勉強ができても何も面白くなんて無かった。暇つぶしに女の子に声をかけても、何も満たされなかった。
テニスは苦痛で、生きている事がなんの意味も持たなくて、亜久津みたいにただ暴れてた。
それをすくってくれたのは他ならぬ南。
「………オレ、2人にはに危ない目にあって欲しくないんだ。」
だから生きて欲しかった。
海堂くんのように命がけで守る。って言うほど自分の命が惜しくないわけじゃなかったけど、
オレが近くにいる限りできるだけ南から危険は払いたかった。
それを自分の能力…力でできるのなら、尚更。
「…。」
「だから…勘弁、ね。」
「…………悔いは…残すなよ。」
「もっち、解ってますってw」

もう、誰にも残されたくない。残したくない。
正直、オレの行動なんてそれに尽きてしまうのかも知れないけれど。

「…あ。これ持ってけよ。怪我してるってことは、お前の武器、どーせあんまいいもんじゃねぇんだろ?」
そして、後ろを向いて離れようとしたオレに南から渡されたのは、銃よりももっと大きくて、威力のあるもの。
―――所謂、『当たり武器中の当たり武器』と呼ばれるもの。
「…サブ、マシンガン…??」
渡されたその重みに思わず千石は南を見返した。
まっすぐな視線が返ってくる。
「千石…何があっても帰って来い。」
それは先の展開を見据えたものなのか。
「…お前には帰るところがあるんだからよ。」
それとも単に心配だったのか。
「…………うん…。」

オレはずっしりとのっかるそれを持ち、南達に背を向ける。
なんとなく南はこれがオレ達の最期の別れになるって感じてる。オレも行くべきじゃない、そんな予感がしてる。
でも、2人を亜久津には会わせられないオレはこの選択を捨てられない。
それがあえて不運の道につづいているんじゃないかと思えても、それでも。
「…ごめん…南…オレ…」
「あの言葉、オレは信じてるぞ…今でもな。

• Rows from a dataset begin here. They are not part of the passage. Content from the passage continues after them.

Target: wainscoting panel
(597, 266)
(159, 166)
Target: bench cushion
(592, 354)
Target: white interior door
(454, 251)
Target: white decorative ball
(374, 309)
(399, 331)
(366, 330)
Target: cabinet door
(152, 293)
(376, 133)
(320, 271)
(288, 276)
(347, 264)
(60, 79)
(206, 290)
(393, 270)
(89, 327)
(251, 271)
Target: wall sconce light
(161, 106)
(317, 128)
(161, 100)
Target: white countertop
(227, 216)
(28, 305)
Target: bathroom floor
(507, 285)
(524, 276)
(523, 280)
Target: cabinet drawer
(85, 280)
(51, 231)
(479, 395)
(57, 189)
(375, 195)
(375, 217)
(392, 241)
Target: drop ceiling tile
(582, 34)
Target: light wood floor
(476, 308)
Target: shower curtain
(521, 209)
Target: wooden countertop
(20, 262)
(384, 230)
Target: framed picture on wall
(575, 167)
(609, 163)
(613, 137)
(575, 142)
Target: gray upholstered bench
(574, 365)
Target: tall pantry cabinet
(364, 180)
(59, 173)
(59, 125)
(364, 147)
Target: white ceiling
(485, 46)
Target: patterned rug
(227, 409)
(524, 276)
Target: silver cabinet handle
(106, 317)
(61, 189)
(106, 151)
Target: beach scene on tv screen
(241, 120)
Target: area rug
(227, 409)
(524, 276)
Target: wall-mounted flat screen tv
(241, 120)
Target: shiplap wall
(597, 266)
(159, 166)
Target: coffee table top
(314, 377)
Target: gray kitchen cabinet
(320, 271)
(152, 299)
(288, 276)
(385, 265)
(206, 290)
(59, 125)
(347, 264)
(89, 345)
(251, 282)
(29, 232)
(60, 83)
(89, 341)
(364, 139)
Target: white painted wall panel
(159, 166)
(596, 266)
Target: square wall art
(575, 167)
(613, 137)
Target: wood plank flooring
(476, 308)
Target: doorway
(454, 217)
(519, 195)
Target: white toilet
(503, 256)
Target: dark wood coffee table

」

『何故、人は死に行く人を生かそうとするんだろうね…?』
『生きていれば、人間絶対昔の自分と同じ人間をその目で見る時がある。
 …人が、死に行く人を生かそうとするのは、
 その人物に、自分と同じ『生きる力』がある事を信じるからじゃないのかねぇ…?』

―――昔。オレの質問に対しての、南の言葉。
そして、今、オレに対しての―――エール。
でも今のオレにこの言葉は少しきつい。
なんて酷いプレッシャーだろう。
言葉の重圧に思わず足がすくむ。

「…………。」
「大丈夫大丈夫。いつものラッキー千石でちゃんと戻ってくるよ☆」
でもそれは見せない。
あくまでも笑顔で、いつものように。
「だといいけどな」
「あ、そうだ。最後に言わせて」
「ん?」





「もし帰ってきたら………どんな状態でも許容してね。」
だから、千石は最後に南に謝った。